Deliver your letter in a way that provides proof of delivery. Email is not legal proof of delivery. Therefore, if you send an email, print it, and fax it or deliver it in person, and get a receipt showing that the school district received it. Save your proof of receipt.
If the issue is time sensitive, give a deadline. Legal timelines are often involved. But when there is no specific legal timeline, set your own “respond by” date. If the district cannot meet it, ask them to document why they can’t.
Refer to attachments/evidence that you are writing about. For example: “Attached for your review is the math homework Jose attempted to do last night. He was unable to complete this assignment on his own. Can you please clarify how he is doing with long division and what approaches you are using to help him master this? I am wondering if he needs more resource support and if you are seeing these problems in the classroom?”
If you are saying that district policy or law wasn’t followed, cite that law or policy in your letter. If you need help finding it, you can call your PTI at 1.800.866.4726.
If you are writing to document areas of disagreement for an IEP or 504 plan, state the issues clearly, without hostility. For example: “Although the district is offering a special day class for Sam next year, we do not agree to this change as it is too restrictive. As we discussed in the meeting today, our concerns are….” and remember to advocate not only against something, but for something that pertains to your situation.

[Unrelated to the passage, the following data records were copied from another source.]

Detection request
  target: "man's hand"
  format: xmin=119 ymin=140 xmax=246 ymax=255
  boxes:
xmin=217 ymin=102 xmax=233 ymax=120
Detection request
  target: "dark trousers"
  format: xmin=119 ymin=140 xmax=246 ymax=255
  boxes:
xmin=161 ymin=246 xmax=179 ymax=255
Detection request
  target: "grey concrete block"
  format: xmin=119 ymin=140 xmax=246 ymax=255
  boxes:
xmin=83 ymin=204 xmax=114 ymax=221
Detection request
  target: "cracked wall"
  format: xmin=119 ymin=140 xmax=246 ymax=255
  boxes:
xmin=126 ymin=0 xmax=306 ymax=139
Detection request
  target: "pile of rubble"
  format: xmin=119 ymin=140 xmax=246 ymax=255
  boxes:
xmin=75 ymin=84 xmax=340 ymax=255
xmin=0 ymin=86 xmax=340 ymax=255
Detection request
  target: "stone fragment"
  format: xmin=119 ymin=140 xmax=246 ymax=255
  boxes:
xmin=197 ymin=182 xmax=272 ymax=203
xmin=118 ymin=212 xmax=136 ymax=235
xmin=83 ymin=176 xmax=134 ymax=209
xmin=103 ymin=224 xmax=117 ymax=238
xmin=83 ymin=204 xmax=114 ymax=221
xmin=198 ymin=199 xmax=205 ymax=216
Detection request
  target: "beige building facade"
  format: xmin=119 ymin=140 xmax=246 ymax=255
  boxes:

Once you do document your disagreement, put the ball in the district’s court. For example: “Please let me know if you are willing to hold a follow-up meeting to come to some resolution about placement for my child next year, or provide Prior Written Notice by [deadline] outlining the reasons for refusing to consider my request so that I can consider appropriate next steps.”
Don’t forget to document positive things, too! Letting a teacher or administrator know about a success helps build a positive relationship so that when disagreements do come up, you can work together to resolve them.
Keep a copy for your records and write that you want the letter put in your child’s school records.